L’ibis eremita

Mi trovo a Orbetello per accompagnare un gruppo di cicloturisti alla scoperta del monte Argentario, della laguna e di alcune zone della bassa Maremma. Al tramonto, passeggio sul marciapiede appena prima del centro storico. Sulla rientranza di una torretta rossa circondata dai pini domestici, tra il circolo bocciofilo e l’area dell’ex idroscalo, noto quello che mi sembra un grande nido, fatto con arbusti ricurvi e grossi rami. Fermo il gruppo, e osservo. Poco dopo, dagli arbusti, esce una strana testa: dalla sommità calva - con la pelle rugosa, color carminio - spuntano lunghi ciuffi neri e ritti (qualcosa a metà tra un comune anziano glabro e Sid Vicious nel video di My way) e, sul davanti, un becco lunghissimo e ricurvo.
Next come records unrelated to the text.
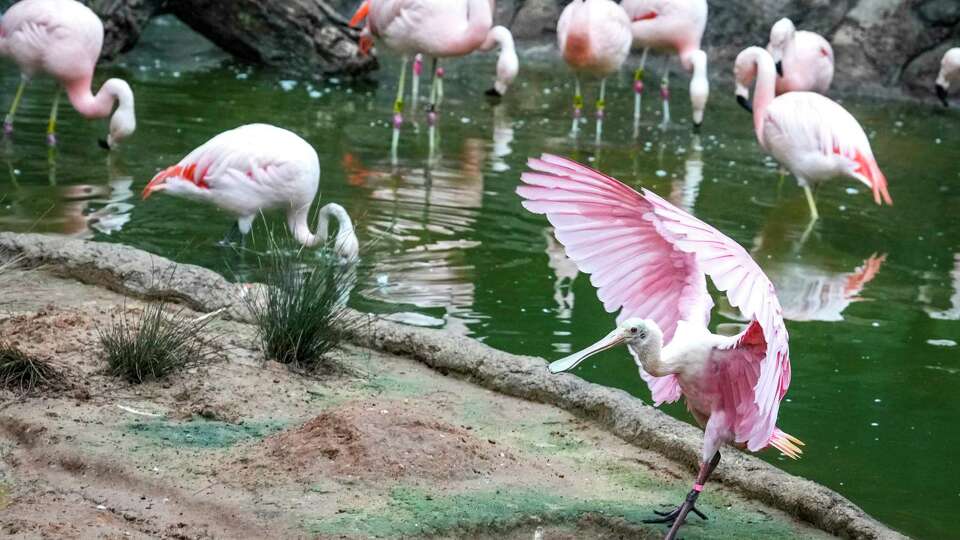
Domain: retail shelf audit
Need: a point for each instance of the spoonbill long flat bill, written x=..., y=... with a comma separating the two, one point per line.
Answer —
x=809, y=134
x=649, y=259
x=253, y=168
x=62, y=38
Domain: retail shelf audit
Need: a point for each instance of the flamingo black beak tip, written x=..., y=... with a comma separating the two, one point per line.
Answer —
x=942, y=94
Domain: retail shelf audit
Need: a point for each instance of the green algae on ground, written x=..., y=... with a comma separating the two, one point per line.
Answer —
x=203, y=433
x=416, y=512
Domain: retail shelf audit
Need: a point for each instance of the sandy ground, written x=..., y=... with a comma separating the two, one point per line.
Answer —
x=377, y=446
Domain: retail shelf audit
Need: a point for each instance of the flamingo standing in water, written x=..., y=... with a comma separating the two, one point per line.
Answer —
x=594, y=38
x=650, y=259
x=672, y=26
x=809, y=134
x=440, y=29
x=63, y=38
x=804, y=60
x=949, y=73
x=253, y=168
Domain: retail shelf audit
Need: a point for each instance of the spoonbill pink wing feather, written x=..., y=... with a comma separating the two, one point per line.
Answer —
x=649, y=259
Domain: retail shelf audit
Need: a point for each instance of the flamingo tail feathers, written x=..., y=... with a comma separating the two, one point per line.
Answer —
x=787, y=444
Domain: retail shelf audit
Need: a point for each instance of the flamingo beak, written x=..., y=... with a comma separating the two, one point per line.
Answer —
x=608, y=342
x=157, y=184
x=942, y=94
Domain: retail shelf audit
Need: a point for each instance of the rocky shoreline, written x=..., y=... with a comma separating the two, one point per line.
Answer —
x=111, y=270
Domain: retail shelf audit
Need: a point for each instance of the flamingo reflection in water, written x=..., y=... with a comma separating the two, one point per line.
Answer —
x=953, y=312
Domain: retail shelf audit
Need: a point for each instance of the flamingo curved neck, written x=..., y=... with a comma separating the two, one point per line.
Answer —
x=297, y=221
x=507, y=63
x=765, y=87
x=101, y=104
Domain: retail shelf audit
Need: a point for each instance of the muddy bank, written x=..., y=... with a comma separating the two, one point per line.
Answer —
x=382, y=442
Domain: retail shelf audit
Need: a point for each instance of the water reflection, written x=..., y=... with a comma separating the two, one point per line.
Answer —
x=684, y=191
x=425, y=217
x=952, y=313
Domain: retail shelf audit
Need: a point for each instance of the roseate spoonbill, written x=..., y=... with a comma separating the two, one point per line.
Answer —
x=809, y=134
x=258, y=167
x=671, y=26
x=63, y=38
x=949, y=73
x=804, y=60
x=594, y=38
x=650, y=259
x=440, y=29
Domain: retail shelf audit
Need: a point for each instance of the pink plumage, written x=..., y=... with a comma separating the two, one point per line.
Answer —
x=63, y=38
x=809, y=134
x=649, y=259
x=804, y=59
x=255, y=168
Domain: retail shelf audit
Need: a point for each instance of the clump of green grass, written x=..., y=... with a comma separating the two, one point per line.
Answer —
x=155, y=343
x=20, y=372
x=300, y=313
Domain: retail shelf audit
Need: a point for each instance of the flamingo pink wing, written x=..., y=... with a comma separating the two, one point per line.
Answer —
x=764, y=344
x=611, y=233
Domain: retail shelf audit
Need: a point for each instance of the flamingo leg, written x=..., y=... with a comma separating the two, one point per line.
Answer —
x=677, y=516
x=8, y=121
x=814, y=215
x=665, y=91
x=638, y=92
x=600, y=108
x=577, y=107
x=398, y=110
x=415, y=82
x=52, y=124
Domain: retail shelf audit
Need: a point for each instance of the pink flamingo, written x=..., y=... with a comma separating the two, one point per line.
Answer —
x=673, y=26
x=253, y=168
x=440, y=29
x=62, y=38
x=808, y=58
x=809, y=134
x=949, y=73
x=594, y=38
x=650, y=259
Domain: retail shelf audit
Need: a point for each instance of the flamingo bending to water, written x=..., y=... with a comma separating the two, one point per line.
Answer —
x=650, y=259
x=63, y=38
x=949, y=73
x=258, y=167
x=804, y=60
x=809, y=134
x=440, y=29
x=672, y=26
x=594, y=38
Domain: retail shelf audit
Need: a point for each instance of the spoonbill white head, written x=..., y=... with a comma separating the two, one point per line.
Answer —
x=634, y=332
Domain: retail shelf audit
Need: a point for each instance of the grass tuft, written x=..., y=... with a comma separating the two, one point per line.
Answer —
x=20, y=372
x=300, y=312
x=155, y=343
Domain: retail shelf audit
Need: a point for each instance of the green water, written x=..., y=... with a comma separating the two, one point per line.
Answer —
x=448, y=243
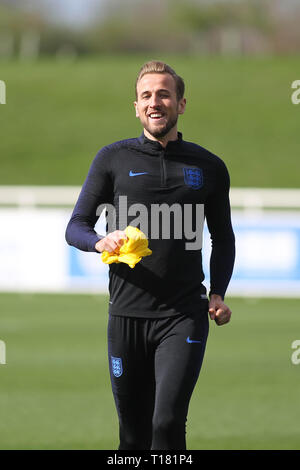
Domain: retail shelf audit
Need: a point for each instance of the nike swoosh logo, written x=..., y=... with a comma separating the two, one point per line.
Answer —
x=131, y=173
x=188, y=340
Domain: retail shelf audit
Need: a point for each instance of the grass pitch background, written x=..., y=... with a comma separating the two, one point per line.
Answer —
x=59, y=114
x=55, y=389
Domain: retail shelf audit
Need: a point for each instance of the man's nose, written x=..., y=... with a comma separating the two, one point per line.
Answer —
x=155, y=101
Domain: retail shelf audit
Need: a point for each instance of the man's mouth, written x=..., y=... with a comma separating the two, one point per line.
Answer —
x=156, y=116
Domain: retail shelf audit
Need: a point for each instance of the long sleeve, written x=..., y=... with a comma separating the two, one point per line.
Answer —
x=218, y=217
x=96, y=190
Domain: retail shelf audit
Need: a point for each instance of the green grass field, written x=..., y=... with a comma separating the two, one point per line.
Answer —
x=55, y=390
x=59, y=114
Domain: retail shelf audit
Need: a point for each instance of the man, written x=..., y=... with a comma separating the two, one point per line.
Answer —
x=158, y=311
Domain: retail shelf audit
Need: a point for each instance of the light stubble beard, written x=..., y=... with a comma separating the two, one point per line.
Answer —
x=159, y=133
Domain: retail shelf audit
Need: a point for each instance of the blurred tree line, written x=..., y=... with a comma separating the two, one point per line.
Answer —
x=184, y=26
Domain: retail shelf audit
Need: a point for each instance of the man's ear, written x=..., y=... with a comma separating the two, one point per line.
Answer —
x=181, y=106
x=136, y=109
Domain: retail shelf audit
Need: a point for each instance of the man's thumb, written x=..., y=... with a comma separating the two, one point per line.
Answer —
x=212, y=313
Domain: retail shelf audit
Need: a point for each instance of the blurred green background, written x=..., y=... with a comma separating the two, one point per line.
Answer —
x=70, y=90
x=55, y=389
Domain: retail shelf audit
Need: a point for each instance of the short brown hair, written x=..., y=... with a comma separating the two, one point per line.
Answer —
x=156, y=66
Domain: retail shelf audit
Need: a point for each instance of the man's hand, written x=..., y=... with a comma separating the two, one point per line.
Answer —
x=218, y=311
x=112, y=242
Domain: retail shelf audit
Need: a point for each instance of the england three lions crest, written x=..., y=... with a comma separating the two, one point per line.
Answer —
x=193, y=177
x=116, y=365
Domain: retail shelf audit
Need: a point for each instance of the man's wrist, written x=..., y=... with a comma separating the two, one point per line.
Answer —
x=213, y=296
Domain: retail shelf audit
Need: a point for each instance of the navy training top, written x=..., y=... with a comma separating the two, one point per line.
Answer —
x=182, y=175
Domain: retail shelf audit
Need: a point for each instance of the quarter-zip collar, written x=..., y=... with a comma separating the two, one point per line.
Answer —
x=155, y=145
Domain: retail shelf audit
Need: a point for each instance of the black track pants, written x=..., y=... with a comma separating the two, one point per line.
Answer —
x=154, y=366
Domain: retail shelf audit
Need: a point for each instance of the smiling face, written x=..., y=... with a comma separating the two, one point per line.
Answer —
x=157, y=106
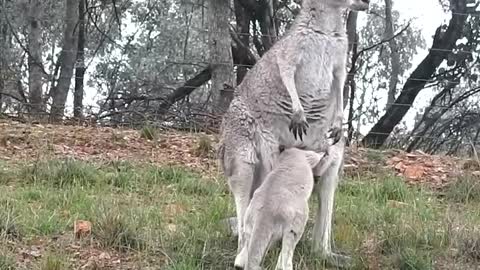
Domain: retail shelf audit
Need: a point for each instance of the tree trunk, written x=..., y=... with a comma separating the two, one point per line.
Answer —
x=350, y=86
x=221, y=61
x=200, y=79
x=68, y=60
x=80, y=68
x=394, y=55
x=267, y=23
x=35, y=58
x=443, y=43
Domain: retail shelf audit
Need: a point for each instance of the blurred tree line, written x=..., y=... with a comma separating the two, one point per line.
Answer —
x=177, y=62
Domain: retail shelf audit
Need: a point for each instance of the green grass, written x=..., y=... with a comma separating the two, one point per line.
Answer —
x=172, y=216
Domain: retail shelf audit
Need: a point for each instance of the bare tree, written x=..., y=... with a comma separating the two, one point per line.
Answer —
x=35, y=69
x=394, y=55
x=221, y=61
x=80, y=65
x=67, y=57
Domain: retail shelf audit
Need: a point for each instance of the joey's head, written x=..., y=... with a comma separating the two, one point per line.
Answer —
x=358, y=5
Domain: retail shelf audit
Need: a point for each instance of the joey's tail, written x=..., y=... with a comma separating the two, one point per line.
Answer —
x=259, y=173
x=266, y=154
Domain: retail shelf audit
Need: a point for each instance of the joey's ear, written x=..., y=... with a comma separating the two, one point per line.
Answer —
x=313, y=158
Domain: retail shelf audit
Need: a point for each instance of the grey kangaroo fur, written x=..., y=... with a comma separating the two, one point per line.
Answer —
x=293, y=96
x=279, y=210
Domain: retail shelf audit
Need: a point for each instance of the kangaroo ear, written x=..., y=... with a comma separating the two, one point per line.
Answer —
x=313, y=158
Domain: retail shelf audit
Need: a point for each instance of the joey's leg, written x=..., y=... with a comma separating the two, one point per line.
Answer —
x=322, y=231
x=240, y=184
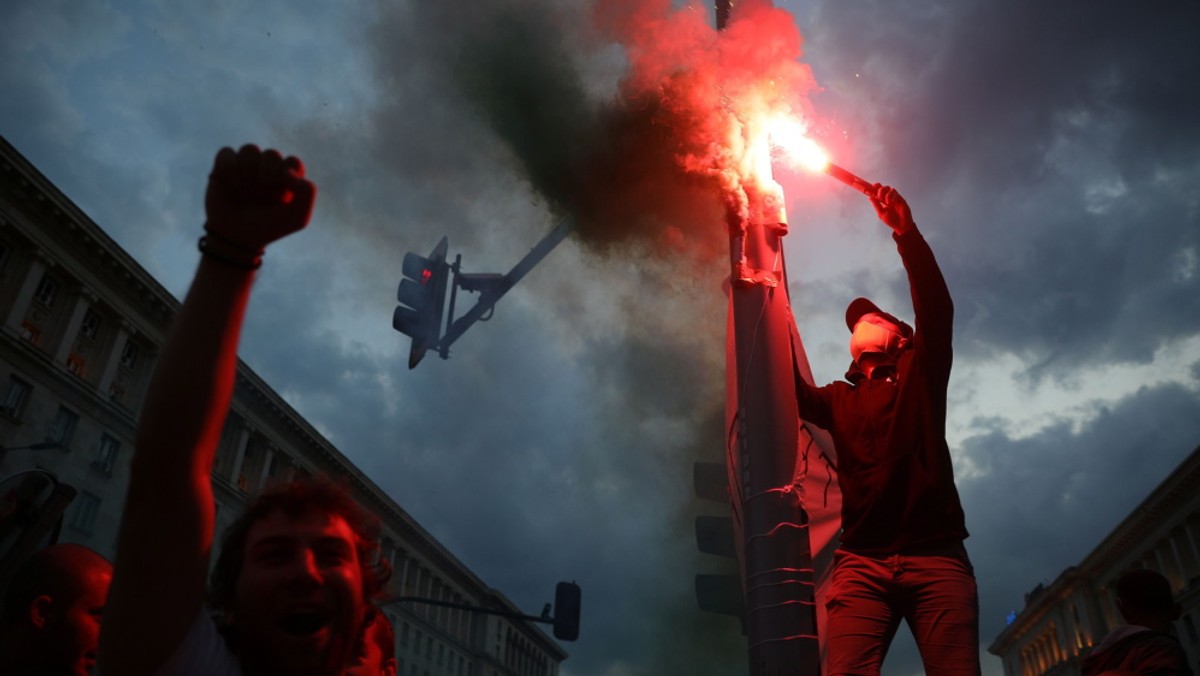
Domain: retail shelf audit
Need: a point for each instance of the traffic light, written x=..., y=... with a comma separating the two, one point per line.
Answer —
x=567, y=611
x=720, y=537
x=423, y=295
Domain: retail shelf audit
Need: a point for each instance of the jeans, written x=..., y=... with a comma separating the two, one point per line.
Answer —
x=933, y=588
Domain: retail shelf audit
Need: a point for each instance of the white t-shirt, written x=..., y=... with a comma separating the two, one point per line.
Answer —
x=203, y=652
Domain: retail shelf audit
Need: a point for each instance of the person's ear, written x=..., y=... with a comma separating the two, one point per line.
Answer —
x=40, y=611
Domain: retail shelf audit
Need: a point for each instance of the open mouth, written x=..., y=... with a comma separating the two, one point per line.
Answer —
x=305, y=623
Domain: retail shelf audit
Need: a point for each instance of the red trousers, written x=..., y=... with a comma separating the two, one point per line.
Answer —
x=933, y=588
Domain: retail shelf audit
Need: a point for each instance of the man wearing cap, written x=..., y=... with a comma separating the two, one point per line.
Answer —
x=901, y=554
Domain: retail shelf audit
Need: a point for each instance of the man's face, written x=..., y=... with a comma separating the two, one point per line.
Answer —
x=73, y=629
x=298, y=602
x=874, y=342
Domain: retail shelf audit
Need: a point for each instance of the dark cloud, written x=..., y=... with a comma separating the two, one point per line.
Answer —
x=1007, y=129
x=1041, y=503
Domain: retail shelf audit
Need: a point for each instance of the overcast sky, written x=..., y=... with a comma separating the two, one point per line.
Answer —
x=1050, y=153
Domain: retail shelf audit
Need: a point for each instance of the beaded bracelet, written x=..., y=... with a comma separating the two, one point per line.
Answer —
x=229, y=252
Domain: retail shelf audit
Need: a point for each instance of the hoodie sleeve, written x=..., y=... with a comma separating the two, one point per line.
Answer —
x=933, y=306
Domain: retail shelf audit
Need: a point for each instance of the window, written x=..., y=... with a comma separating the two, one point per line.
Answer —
x=77, y=365
x=47, y=291
x=106, y=455
x=129, y=354
x=15, y=398
x=87, y=508
x=63, y=428
x=30, y=331
x=90, y=324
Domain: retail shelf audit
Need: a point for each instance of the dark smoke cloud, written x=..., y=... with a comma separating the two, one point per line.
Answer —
x=648, y=166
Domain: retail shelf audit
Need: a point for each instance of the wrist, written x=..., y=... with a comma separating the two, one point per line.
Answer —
x=229, y=252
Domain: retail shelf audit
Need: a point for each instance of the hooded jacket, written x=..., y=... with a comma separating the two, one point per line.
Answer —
x=1139, y=650
x=893, y=461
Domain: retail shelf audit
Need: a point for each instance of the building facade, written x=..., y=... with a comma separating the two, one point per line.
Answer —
x=82, y=327
x=1063, y=621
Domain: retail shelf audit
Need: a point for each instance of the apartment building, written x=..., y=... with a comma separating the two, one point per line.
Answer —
x=1061, y=622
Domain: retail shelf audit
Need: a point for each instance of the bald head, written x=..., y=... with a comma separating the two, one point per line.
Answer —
x=63, y=572
x=52, y=611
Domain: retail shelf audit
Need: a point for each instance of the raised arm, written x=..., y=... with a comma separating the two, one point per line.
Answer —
x=931, y=304
x=162, y=555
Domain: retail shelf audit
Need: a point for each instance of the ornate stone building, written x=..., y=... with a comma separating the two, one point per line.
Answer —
x=1062, y=622
x=82, y=324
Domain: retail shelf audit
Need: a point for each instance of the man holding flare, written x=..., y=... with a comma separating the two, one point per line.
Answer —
x=901, y=554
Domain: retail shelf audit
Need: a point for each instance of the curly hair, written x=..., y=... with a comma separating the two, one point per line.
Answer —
x=295, y=500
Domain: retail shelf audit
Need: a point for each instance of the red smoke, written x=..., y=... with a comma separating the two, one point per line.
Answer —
x=685, y=141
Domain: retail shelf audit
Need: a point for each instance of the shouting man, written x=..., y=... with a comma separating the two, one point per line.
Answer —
x=291, y=587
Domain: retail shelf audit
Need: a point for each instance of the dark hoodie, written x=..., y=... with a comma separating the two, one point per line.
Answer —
x=893, y=462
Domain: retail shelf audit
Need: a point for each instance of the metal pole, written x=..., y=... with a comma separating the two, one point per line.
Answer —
x=763, y=441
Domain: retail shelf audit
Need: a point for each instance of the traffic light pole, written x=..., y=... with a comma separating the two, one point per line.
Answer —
x=565, y=618
x=492, y=287
x=763, y=440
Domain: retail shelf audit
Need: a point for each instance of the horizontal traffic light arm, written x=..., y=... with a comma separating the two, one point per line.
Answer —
x=493, y=287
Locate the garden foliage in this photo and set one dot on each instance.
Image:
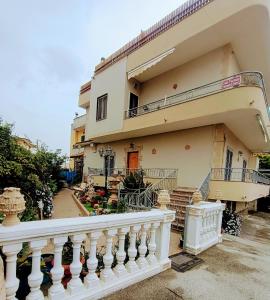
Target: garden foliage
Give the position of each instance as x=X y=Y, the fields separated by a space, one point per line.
x=37 y=174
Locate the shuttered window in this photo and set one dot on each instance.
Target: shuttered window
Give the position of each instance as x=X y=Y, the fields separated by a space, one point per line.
x=102 y=107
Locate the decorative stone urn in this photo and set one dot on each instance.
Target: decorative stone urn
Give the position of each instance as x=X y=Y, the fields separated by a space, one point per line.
x=163 y=199
x=113 y=190
x=196 y=198
x=11 y=204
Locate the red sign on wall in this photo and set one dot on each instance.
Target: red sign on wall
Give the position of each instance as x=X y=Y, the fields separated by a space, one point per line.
x=231 y=82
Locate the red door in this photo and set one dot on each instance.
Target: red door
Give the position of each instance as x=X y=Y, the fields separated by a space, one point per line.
x=133 y=160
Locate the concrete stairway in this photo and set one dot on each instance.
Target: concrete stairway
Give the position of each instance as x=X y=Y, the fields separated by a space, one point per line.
x=180 y=198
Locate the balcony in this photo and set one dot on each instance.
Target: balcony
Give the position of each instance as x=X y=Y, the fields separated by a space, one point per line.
x=238 y=101
x=84 y=97
x=151 y=175
x=237 y=184
x=79 y=122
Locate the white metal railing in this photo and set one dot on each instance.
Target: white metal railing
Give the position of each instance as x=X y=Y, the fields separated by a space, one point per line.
x=92 y=230
x=203 y=226
x=147 y=172
x=239 y=174
x=245 y=79
x=147 y=198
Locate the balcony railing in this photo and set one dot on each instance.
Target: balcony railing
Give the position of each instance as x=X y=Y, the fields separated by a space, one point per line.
x=245 y=79
x=151 y=230
x=147 y=172
x=238 y=174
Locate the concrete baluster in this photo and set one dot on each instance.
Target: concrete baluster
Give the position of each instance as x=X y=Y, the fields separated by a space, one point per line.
x=57 y=291
x=107 y=274
x=132 y=250
x=12 y=282
x=142 y=262
x=120 y=270
x=151 y=257
x=75 y=285
x=92 y=280
x=36 y=276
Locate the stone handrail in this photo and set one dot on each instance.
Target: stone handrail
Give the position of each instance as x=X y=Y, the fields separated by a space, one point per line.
x=155 y=223
x=203 y=226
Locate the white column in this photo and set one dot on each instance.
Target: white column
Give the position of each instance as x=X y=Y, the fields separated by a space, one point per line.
x=120 y=270
x=151 y=257
x=219 y=222
x=11 y=282
x=36 y=276
x=75 y=283
x=92 y=280
x=142 y=262
x=107 y=274
x=163 y=238
x=57 y=291
x=196 y=227
x=132 y=250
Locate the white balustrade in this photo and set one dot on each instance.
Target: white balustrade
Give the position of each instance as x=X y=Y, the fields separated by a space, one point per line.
x=36 y=276
x=107 y=273
x=92 y=230
x=120 y=269
x=12 y=282
x=132 y=250
x=76 y=266
x=92 y=280
x=151 y=258
x=142 y=262
x=203 y=226
x=57 y=290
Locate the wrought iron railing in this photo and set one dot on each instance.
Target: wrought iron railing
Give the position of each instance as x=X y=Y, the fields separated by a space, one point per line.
x=238 y=174
x=147 y=172
x=146 y=198
x=245 y=79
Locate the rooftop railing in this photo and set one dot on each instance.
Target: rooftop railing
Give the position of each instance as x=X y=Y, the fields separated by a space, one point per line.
x=147 y=172
x=245 y=79
x=238 y=174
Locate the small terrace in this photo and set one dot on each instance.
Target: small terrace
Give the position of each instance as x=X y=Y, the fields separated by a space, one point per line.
x=238 y=184
x=245 y=79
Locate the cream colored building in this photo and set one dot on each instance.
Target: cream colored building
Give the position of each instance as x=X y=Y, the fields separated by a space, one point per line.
x=189 y=94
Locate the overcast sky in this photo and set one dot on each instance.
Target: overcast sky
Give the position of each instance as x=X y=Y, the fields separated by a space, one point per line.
x=48 y=48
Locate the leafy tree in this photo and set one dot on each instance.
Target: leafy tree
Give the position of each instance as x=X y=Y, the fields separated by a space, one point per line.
x=32 y=172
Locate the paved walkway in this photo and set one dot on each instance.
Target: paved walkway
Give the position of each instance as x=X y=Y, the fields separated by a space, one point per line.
x=64 y=205
x=239 y=269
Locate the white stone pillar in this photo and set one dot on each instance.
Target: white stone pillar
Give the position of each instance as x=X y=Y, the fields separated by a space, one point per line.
x=163 y=237
x=12 y=282
x=219 y=222
x=57 y=291
x=107 y=274
x=36 y=276
x=75 y=283
x=120 y=270
x=141 y=261
x=196 y=226
x=151 y=257
x=132 y=250
x=91 y=280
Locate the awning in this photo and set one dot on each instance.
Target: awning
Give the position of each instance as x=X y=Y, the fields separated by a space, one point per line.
x=142 y=68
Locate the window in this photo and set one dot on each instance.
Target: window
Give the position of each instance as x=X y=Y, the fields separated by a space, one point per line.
x=102 y=107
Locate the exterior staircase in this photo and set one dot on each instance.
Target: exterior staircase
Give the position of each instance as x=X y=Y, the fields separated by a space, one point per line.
x=179 y=199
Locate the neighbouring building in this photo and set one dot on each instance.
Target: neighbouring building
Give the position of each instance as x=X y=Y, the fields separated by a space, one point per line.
x=25 y=143
x=186 y=99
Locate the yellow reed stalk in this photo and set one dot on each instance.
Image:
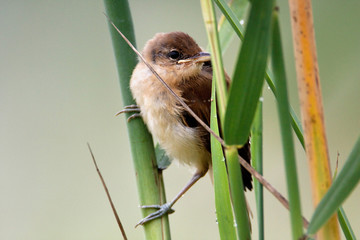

“Ma cos’è quell’uccellaccio?”, si sorprende una cliente. D’accordo, lo ammetto: non combacia precisamente con il concetto di bellezza dell’età ellenistica, né con i canoni estetici delle specie più eleganti e comunemente apprezzate. Abituati come siamo alla trasformazione ideale delle bestie in morbidi peluches (“Che tenero…!”), e ai diminutivi complimentosi (dove il regno animale diventa un mondo di gattini, di cagnolini, di cavallini, di leoncini, leopardini, coccodrillini e, chissà, una volta, di triceratopini e tirannosaurini), è chiaro che esseri come, per dire, la iena, il marabù africano, l’istrice e quasi tutti i roditori, o qualsiasi tipo di serpente e ragno, sono esclusi dalla buona società.

L’uccellaccio di cui sopra - quasi certamente in attesa del proprio compagno di vita, e attento alla cura della propria dimora come lo sarebbe il responsabile pulizie della casa di un archistar - è un ibis eremita (geronticus eremita). Benché sia un uccello molto raro, inoffensivo, e non si nutra di carogne, fa pienamente parte di questo club dei reietti - del quale sono portato automaticamente a prendere le difese.

Una coppia di Ibis eremita (Geronticus eremita)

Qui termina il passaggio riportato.